Wed Aug 3 10:16:05 EDT 2016

On Wed, 03 Aug 2016 01:57:29 +0530, Pulkit Goyal wrote:
> # HG changeset patch
> # User Pulkit Goyal <7895pulkit at gmail.com>
> # Date 1470168548 -19800
> #      Wed Aug 03 01:39:08 2016 +0530
> # Node ID a77a7f6e8bfc90901d829257a782ff11e2bae0f7
> # Parent  da4a0ba184d3eff2819d73884770d342edce88c1
> py3: handle unicode docstrings in registrar.py
> 
> The module importer on Python 3 doesn't rewrite docstrings to bytes
> literals.
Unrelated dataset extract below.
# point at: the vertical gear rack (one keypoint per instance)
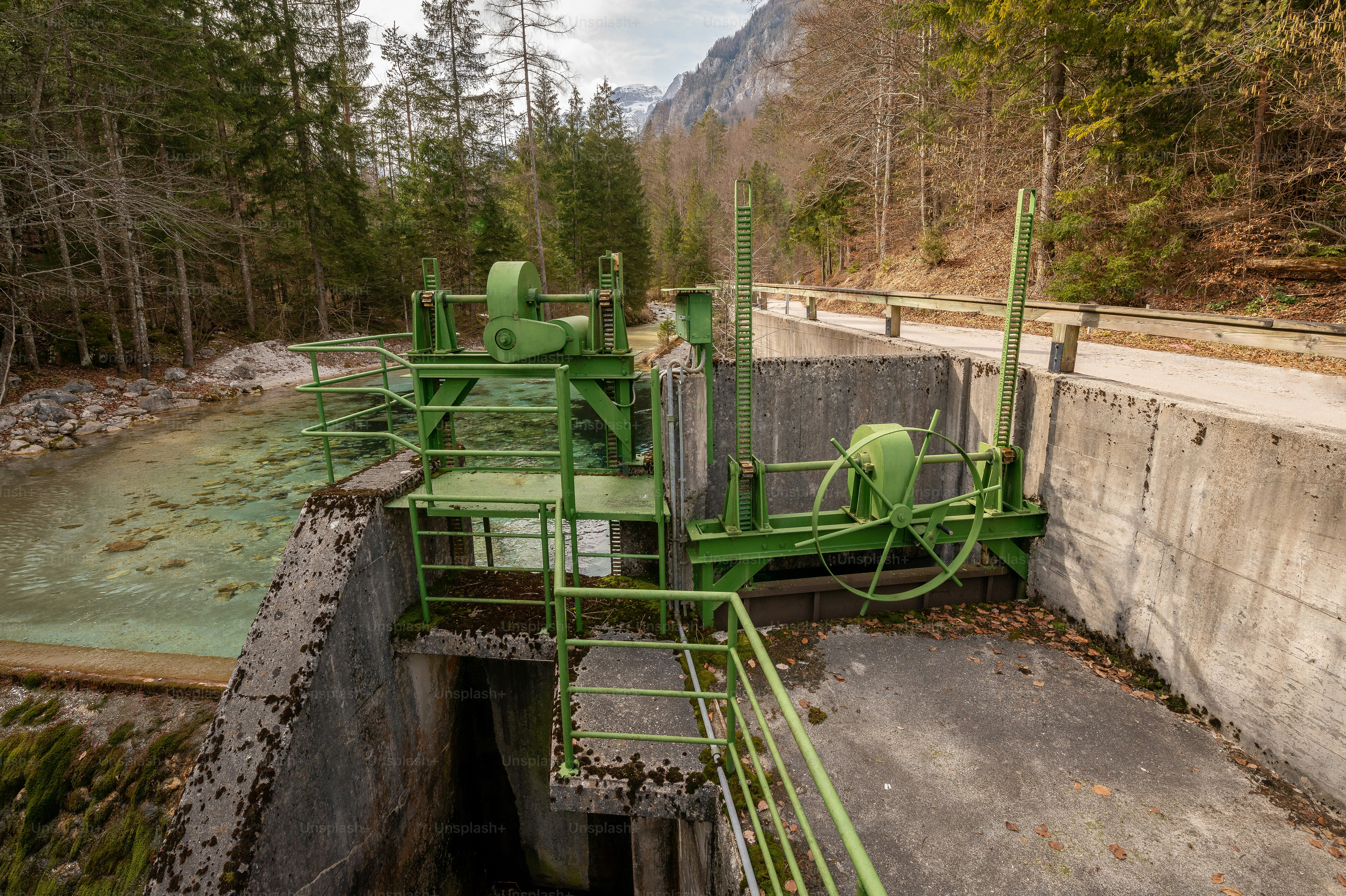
(1014, 315)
So we need to teach document formatting to convert the
> documentation to bytes before formatting to ensure consistent
> types are used and the result in bytes.
> 
> diff -r da4a0ba184d3 -r a77a7f6e8bfc mercurial/registrar.py
> --- a/mercurial/registrar.py	Wed Aug 03 01:33:29 2016 +0530
> +++ b/mercurial/registrar.py	Wed Aug 03 01:39:08 2016 +0530
> @@ -83,6 +83,10 @@
>  
>          'doc' is '__doc__.strip()' of the registered function.
>          """
> +        # docstrings are using the source file encoding, which should be
> +        # utf-8.
> +        if not isinstance(doc, bytes):
> +            doc = doc.encode(u'utf-8')
>          return self._docformat % (decl, doc)

I think the conversion should be made where __doc__ is accessed. Doing that
at random places would be a source of bugs.